Yeah, if you're the kind of person who can't enjoy or appreciate something if the bulk of the characters are unlikeable, you're pretty much screwed here. Beneath Atton's cocky asshole surface lies a vicious little shit, Visas is a morbid bitch, G0T0 is insufferably smug, the Disciple a personality free zone you want to punch, Mira and Hanharr you just want to leave behind the moment you meet them...and yet they open up and grow in ways the original cast never did. And of the original cast, those that do make an appearance are far better portrayed here than in the original game. Canderous has found a sense of purpose - not just to restore his people but to also prove his worth both to himself and to the master who abandoned him. HK47 goes from a mere wisecracking hitman to something much more (particularly in the fully restored version, more on that later) and hell, even T3 has several moments of awesome while Revan is given a far more interesting and impressive backstory here that leaves them looking far greater a character than they were originally.
As for the villains, Sion is a great one (more so with a female character, admittedly). Nihilus, on the other hand, is anti-climatic yet that's the entire point of him - he's built up for the entire game as this deadly, unstoppable threat but really, he's the mirror image of the player, them but for the grace of god. Hence when he tries to kill you the way he does everything else, he can't and he's forced to use a lightsabre, which he's shit at using because he's so dependant on the Force. It comes back to what Kreia is saying all along. As for Atris, hell, you could do a thesis on her alone.
The game is littered with individual little moments that you don't give a second thought to at first but much later, it all falls into place (a favourite of mine is the anti-Czerka aliens talking about a super intelligent droid they were supposed to get that was programmed to calculate ways to help save a planet but which mysteriously never showed up - I didn't even pickup on it beyond a
"Czerka must have stolen it, so what" level but the actual pay off is immense but incredibly easy to never discover).
Ultimately, it's an introspective journey about the aftermath of war, dealing with the scars that came from it and trying to come to terms with the terrible things you've done in pursuit of victory. No, it's not the usual
Star Wars fare, it instead chooses to try something different and altogether more interesting than just another high adventure tale. Flawed as it is, I applaud them for at least trying.
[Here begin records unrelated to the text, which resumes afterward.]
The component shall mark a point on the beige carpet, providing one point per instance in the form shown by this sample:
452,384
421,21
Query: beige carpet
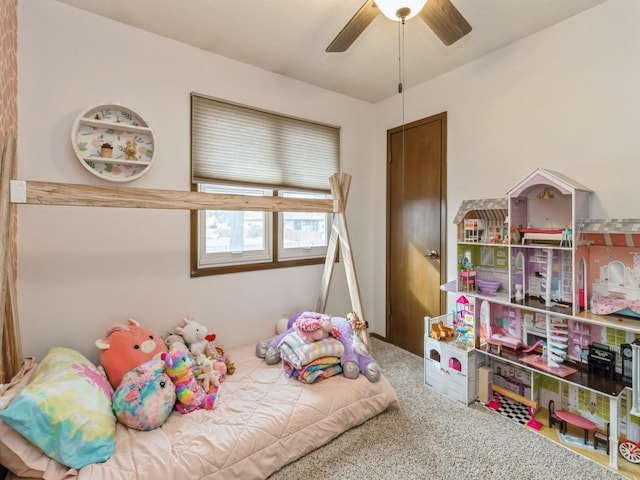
432,437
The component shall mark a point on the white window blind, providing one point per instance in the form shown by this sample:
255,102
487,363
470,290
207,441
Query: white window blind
233,143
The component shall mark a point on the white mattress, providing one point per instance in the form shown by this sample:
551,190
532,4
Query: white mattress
262,421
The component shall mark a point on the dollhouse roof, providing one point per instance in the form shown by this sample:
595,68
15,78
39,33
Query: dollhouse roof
490,209
540,176
611,232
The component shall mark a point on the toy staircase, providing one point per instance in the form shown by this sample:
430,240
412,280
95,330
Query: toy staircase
557,341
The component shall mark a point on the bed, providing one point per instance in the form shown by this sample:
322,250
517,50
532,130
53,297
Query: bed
558,236
262,421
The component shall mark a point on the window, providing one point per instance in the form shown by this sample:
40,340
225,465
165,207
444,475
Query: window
240,150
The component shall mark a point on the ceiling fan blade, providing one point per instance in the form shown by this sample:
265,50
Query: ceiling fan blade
354,27
445,20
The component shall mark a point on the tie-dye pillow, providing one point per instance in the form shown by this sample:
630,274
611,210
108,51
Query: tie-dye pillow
65,410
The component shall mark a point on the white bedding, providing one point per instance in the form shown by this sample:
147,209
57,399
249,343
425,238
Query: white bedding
262,421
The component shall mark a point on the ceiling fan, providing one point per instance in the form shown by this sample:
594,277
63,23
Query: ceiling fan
440,15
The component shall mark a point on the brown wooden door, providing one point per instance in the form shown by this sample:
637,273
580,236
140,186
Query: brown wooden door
416,225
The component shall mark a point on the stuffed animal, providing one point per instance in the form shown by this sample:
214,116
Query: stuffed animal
125,347
190,395
194,334
218,353
145,397
356,359
210,373
311,327
174,339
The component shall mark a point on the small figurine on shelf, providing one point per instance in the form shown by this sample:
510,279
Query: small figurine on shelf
131,149
106,150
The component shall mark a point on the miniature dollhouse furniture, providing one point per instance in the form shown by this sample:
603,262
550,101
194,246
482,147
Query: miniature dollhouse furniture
601,438
601,357
571,418
553,418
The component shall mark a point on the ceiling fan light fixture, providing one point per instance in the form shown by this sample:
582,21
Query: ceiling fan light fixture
400,9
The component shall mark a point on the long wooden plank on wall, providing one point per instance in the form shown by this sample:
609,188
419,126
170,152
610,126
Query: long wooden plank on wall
51,193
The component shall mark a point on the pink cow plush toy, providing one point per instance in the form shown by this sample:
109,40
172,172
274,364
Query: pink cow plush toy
125,347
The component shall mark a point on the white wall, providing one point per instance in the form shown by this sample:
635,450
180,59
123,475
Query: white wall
83,269
566,99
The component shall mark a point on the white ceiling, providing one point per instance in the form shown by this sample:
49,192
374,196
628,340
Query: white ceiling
289,37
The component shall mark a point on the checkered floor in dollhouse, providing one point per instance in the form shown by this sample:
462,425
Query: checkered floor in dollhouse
515,411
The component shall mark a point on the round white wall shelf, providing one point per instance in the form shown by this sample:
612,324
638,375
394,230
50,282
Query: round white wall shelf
130,136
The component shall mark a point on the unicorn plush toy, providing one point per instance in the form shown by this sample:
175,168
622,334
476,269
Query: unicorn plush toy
189,393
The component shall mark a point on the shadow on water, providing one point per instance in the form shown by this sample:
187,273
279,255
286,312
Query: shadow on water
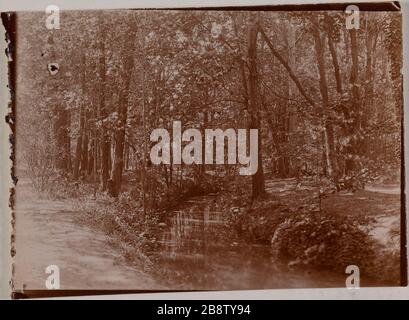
200,252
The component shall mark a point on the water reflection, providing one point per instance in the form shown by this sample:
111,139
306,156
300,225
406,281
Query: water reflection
200,252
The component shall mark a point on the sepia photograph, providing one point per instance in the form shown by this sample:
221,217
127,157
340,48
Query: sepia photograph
207,149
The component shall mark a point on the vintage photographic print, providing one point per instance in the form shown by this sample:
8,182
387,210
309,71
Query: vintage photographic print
163,150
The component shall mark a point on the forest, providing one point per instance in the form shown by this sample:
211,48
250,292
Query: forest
326,101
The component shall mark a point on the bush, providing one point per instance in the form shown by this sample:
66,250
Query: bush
324,240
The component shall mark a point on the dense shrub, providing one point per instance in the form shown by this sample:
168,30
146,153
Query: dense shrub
324,240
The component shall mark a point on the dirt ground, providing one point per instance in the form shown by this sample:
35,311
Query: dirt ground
48,235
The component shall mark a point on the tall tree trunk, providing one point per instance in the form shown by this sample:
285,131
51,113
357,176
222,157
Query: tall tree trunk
119,146
127,69
78,149
103,110
334,57
328,130
258,188
354,114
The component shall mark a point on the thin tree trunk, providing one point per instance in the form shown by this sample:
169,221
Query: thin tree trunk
258,188
328,131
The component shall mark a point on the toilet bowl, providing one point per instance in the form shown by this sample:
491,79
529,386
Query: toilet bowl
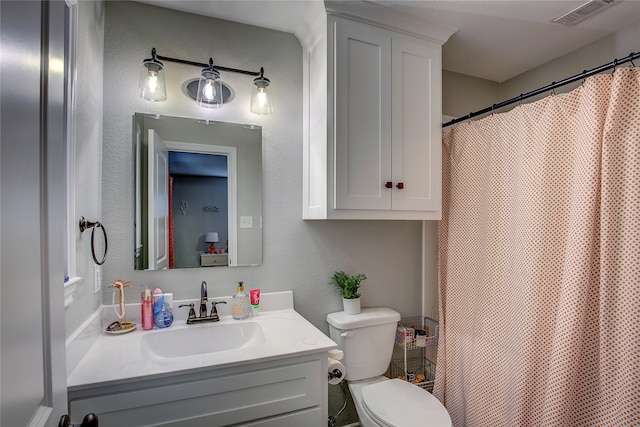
367,341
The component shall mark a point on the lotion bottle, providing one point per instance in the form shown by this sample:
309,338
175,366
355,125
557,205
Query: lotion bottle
240,304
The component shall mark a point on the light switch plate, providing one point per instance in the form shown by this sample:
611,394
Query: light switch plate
246,221
97,279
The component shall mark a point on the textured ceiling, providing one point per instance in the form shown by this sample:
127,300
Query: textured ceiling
496,39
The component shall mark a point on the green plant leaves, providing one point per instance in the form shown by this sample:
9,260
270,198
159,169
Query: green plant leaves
347,284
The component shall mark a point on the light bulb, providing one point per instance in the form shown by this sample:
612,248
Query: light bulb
152,86
209,90
208,95
262,98
152,81
261,102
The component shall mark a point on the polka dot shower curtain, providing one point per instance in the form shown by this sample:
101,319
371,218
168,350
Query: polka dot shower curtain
539,262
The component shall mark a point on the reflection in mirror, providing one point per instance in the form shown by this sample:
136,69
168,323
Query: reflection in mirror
198,193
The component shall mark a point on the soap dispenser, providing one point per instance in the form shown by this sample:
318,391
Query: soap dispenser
240,304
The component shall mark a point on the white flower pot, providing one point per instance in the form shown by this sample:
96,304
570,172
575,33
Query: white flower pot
351,306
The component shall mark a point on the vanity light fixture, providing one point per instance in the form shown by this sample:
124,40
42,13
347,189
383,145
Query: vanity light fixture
261,97
152,84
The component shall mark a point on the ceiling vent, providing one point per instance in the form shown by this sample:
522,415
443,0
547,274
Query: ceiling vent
583,12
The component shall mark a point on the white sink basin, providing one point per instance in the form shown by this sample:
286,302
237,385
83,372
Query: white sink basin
203,339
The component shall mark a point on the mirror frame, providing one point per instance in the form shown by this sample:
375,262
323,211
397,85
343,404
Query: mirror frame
143,197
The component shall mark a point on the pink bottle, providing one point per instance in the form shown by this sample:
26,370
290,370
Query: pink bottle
147,310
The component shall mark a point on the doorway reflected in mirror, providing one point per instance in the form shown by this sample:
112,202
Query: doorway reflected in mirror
196,177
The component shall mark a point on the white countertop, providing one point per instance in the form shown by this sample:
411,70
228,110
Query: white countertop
113,359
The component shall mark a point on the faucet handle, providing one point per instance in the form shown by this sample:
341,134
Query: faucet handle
214,310
192,311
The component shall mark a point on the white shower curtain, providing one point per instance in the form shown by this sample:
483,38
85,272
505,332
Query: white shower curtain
539,262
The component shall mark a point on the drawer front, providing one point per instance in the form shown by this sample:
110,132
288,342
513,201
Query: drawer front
221,401
214,259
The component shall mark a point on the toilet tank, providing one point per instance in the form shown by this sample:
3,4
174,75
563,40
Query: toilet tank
366,340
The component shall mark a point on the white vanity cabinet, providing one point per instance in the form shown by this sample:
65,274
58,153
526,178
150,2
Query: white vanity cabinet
373,141
277,393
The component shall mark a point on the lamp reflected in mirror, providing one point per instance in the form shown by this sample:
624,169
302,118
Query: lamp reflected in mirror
212,239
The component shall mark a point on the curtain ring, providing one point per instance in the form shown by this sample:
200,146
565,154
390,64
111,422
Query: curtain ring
93,246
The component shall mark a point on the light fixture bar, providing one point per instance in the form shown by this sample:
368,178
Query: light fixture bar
206,65
152,86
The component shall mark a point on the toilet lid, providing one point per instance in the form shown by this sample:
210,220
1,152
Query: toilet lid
397,403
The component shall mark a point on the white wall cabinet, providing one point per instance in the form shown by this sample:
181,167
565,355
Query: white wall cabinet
373,148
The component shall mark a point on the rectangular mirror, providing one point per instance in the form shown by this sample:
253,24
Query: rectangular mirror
198,189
(and to be fair, Obsidian were royally shafted regarding development time - they were originally told they had xx months to work on the game only to have the rug pulled out from under them by Lucasarts a few months later. Gotta chase those Christmas sales, screw the actual product!)
Quote:
Originally Posted by Justin Clark 
I'm still waiting for someone, something to convince me it's worth my while to give KOTOR 2 another shot.
|
I'd suggest the single greatest thing to convince anyone of the game's merits would be the Let's Play thread in the Something Awful archives. It's about 80 pages long, covers the game from start to finish, includes acres of cut content (including the Droid Planet and HK factory sequences and the much better, almost
Casablanca-like ending), goes into obscene detail about the characters, shows things you're guaranteed to have missed and is generally a far better read than one guy's playing of a game ever, ever, EVER should be. It really is wonderful and yeah, probably better than playing the actual game off the shelf I suppose, as the writer was using a heavily patched up version which fixed a lot of most notorious bugs like Mandalore and G0T0's influence gains (or lack of).